Mirbeau déclarait, je trouve cette formule extraordinaire : « Je suis né dans le Calvados et j’adore le vie ».

CB. : Nous allons commencer par un premier extrait qui va être lu par Roland, qui met en lumière l’antimilitarisme d’Octave Mirbeau.

RT. : « J’ai toujours retenu cette phrase de Tolstoï : « Quand je songe qu’il existe des hommes qui osent juger des hommes, je suis épouvanté et un grand frisson me prend. »
Or, pensez à ce que doit être le frisson du grand écrivain quand ces hommes – qui osent juger des hommes – sont, par surcroît, des militaires ! J’ai connu ce frisson, moi aussi.
Je ne conçois donc qu’une réforme à apporter dans le fonctionnement des tribunaux militaires : leur suppression. Vous voyez que c’est une réforme radicale.
Et, dans mon désir d’absolu, j’en dirais bien autant de tous les autres tribunaux. Car, le jour où il n’y aura plus de juges – militaires ou civils – rien ne s’opposera désormais à ce que la justice descende, enfin, sur la terre. »

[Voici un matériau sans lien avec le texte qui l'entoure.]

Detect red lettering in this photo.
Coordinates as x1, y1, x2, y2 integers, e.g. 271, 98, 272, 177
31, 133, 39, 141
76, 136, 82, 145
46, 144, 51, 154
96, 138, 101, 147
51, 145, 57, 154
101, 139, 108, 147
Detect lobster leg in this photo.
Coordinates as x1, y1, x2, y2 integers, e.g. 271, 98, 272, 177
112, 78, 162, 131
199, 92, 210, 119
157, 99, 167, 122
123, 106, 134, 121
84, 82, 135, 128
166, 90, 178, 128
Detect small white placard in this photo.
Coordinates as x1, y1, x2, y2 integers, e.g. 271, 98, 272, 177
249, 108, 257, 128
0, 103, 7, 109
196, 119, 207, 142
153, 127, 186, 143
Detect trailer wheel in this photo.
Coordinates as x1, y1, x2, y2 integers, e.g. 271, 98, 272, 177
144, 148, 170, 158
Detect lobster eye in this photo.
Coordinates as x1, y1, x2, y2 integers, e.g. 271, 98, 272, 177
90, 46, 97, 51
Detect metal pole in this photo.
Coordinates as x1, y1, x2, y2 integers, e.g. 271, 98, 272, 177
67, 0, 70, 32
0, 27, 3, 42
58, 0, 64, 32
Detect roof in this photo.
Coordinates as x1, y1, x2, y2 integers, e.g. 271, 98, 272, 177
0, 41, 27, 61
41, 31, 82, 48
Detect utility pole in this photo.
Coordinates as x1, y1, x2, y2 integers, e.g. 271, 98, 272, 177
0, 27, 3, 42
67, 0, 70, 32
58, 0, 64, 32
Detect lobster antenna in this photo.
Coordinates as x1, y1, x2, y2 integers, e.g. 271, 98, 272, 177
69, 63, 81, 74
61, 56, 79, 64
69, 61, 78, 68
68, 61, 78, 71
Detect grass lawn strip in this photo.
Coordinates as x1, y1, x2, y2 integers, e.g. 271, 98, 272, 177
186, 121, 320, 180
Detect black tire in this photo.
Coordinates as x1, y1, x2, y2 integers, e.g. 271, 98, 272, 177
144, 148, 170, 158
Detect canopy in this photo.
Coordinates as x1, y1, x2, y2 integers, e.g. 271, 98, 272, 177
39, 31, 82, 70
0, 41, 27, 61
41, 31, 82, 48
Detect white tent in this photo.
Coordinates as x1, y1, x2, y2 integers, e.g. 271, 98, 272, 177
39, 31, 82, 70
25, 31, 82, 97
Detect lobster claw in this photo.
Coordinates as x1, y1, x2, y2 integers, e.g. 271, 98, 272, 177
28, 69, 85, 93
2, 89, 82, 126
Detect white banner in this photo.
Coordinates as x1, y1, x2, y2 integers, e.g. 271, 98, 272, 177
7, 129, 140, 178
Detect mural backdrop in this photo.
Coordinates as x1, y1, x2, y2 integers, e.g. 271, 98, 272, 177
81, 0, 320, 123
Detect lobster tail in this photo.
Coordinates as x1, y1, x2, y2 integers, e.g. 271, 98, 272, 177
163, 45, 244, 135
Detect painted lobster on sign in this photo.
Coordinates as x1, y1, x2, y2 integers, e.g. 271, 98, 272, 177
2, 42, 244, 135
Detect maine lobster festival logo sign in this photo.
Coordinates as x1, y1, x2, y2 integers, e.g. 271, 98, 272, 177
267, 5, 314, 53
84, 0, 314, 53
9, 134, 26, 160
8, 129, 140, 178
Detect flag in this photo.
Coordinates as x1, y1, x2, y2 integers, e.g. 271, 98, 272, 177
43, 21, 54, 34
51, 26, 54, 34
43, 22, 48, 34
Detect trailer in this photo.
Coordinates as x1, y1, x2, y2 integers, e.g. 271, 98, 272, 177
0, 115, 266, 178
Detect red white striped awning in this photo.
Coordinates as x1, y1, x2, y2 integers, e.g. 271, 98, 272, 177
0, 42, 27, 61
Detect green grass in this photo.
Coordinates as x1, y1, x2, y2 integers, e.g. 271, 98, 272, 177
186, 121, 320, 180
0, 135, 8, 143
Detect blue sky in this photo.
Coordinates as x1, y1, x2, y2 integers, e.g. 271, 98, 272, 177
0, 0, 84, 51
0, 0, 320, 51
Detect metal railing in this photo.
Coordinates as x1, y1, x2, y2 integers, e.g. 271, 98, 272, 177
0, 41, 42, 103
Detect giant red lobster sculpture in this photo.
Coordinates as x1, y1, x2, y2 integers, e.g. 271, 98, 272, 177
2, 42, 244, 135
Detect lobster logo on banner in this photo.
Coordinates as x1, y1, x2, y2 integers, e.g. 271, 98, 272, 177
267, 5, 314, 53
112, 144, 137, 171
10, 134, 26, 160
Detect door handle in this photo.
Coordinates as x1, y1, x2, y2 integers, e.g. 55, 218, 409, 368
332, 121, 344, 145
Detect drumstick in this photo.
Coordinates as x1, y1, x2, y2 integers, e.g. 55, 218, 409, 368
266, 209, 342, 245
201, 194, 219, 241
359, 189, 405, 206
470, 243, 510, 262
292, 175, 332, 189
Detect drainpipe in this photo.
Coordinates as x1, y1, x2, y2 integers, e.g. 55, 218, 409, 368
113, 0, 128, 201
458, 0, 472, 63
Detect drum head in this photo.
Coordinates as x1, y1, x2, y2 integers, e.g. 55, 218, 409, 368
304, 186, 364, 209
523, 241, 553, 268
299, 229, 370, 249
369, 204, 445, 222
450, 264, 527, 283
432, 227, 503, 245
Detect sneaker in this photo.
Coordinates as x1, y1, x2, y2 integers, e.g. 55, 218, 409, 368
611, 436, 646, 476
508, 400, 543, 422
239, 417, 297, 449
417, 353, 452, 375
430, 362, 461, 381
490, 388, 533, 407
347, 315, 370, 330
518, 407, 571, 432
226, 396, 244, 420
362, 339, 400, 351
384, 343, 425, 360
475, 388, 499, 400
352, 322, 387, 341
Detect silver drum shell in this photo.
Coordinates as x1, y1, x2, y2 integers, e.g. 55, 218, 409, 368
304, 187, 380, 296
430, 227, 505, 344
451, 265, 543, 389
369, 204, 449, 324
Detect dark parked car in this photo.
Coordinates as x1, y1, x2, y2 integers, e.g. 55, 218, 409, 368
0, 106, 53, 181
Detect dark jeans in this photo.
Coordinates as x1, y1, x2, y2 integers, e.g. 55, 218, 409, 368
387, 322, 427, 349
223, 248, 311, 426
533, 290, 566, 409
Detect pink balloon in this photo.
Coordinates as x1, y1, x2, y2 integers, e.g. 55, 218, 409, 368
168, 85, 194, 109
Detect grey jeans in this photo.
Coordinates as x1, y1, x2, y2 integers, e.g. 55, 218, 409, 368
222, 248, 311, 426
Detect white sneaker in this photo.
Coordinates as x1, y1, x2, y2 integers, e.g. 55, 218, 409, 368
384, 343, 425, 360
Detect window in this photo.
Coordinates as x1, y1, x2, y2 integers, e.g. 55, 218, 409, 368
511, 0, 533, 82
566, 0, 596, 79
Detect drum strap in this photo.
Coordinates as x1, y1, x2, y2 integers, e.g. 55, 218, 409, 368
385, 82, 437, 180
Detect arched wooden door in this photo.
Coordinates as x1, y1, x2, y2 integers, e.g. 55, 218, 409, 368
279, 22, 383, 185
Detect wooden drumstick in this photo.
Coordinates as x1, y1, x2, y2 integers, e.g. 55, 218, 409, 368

CB. : Je me retourne vers Alain pour lui demander quels sont les liens d’Octave Mirbeau avec la Libre Pensée. Ma question englobe aussi bien la Libre Pensée en tant qu’organisation mais aussi la pensée libre en tant que méthode.

AGL : Il n’est pas stricto sensu à ma connaissance, adhérent de l’organisation mais il est libre penseur par tous les pores de sa peau. C’est quelqu’un qui est à la fois dans cette méthode de refus des idées reçues et de refus du dogme, des idées, des convictions établies assénées à coups de marteau. C’est quelqu’un qui est libre dans sa tête. C’est quelqu’un qui va basculer vers l’anarchie en 1885 à la lecture des romans et textes de Tolstoï qui viennent d’être traduits. Ce sont les lecteurs des grands romanciers russes qui vont le déterminer dans ses prises de positions mais aussi des amitiés à titre personnel avec des grands anarchistes de l’époque dont l’un s’appelle Grave, qui va être enfermé à Sainte Pélagie. Mirbeau qui gagne de l’argent de par son travail, va lui envoyer des subsides et aider sa famille pendant qu’il est en prison.

CB : Le second extrait que nous allons écouter maintenant est un texte éminemment anarchiste puisque Alain-Georges Leduc a parlé de l’engagement anarchiste de cet écrivain. Un texte éminemment anarchiste et j’ajouterai ô combien d’actualité puisqu’il s’agit de La grève des électeurs.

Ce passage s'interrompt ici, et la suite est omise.